Binary		Hex	Binary		Hex
0000	=	0	1000	=	8
0001	=	1	1001	=	9
0010	=	2	1010	=	A
0011	=	3	1011	=	B
0100	=	4	1100	=	C
0101	=	5	1101	=	D
0110	=	6	1110	=	E
0111	=	7	1111	=	F

So if we have a binary number that looks like 01011011, we break it into two groups of four bits. These look like this: 0101 and 1011. When you convert these two groups to hex, they look like 5 and B. So converting 01011011 to hex is 5B. To convert hex to binary do the opposite. Convert hex AC to binary. First convert hex A which is 1010 binary and then convert hex C which is 1100 binary. So the conversion is hex AC is 10101100 binary.

No matter how large the binary number, you always apply the same conversion.

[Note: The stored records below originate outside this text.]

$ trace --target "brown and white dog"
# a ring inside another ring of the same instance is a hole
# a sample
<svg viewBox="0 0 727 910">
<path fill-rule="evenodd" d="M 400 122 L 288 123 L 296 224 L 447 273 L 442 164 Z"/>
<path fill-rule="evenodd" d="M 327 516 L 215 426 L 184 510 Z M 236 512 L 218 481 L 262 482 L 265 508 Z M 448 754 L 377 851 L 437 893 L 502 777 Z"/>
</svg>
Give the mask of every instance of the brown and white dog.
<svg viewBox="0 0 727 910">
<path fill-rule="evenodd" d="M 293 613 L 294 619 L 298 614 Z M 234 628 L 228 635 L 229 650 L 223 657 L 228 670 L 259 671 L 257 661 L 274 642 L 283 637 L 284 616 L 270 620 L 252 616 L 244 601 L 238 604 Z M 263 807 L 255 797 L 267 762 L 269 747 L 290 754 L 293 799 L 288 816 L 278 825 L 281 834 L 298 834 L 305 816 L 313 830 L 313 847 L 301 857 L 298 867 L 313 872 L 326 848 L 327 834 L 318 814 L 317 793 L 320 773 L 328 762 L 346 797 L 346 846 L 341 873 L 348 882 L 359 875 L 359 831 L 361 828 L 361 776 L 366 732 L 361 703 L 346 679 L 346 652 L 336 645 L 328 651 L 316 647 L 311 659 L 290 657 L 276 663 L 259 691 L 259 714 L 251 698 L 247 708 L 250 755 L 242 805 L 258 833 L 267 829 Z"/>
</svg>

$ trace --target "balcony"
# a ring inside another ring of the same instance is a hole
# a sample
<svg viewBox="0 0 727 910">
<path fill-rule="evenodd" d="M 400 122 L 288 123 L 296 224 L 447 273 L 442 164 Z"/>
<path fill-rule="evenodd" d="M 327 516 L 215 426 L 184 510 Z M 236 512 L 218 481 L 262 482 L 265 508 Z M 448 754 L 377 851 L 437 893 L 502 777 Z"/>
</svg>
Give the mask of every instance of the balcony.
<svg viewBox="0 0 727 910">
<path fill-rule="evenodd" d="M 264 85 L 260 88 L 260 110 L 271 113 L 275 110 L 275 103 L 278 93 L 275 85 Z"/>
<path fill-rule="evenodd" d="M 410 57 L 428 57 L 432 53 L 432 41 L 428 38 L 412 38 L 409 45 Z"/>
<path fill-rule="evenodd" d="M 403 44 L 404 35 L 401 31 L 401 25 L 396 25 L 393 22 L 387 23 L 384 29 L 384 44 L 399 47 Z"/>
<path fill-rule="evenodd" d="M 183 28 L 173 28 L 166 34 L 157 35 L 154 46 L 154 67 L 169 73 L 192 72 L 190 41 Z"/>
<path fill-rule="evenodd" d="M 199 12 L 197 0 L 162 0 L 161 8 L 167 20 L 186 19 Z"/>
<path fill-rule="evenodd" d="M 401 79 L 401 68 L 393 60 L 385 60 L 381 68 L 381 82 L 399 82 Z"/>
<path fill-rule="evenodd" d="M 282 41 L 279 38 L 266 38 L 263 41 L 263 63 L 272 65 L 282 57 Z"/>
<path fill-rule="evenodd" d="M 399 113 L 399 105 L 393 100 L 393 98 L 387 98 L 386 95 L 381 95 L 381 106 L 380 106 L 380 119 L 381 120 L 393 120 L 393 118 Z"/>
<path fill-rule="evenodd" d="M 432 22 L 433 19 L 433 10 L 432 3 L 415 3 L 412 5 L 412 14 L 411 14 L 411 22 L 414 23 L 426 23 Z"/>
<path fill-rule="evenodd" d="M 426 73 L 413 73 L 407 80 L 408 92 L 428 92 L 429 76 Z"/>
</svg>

Start from the right of the binary number and break the number into groups of four. If at the left end of the number it doesn't evenly fit into a group of four, add zeros to the left end until it is equal to four digits (bits). Then convert each group of four to its hex equivalent. Here is an example:

100100100010111110111110111001001									converts to:
0001	0010	0100	0101	1111	0111	1101	1100	1001	converts to:
1	2	4	5	F	7	D	C	9	so:

100100100010111110111110111001001 Binary = 1245F7DC9 hex

As stated before hex works in exactly the opposite way. For every one hex digit, you convert it to four binary digits (bits). For example:

AD46BF							converts to:
	A	D	4	6	B	F	converts to:
	1010	1101	0100	0110	1011	1111	so:

AD46BF hex converts to 101011010100011010111111 binary

That is the conversion for binary to hexadecimal and from hexadecimal to binary.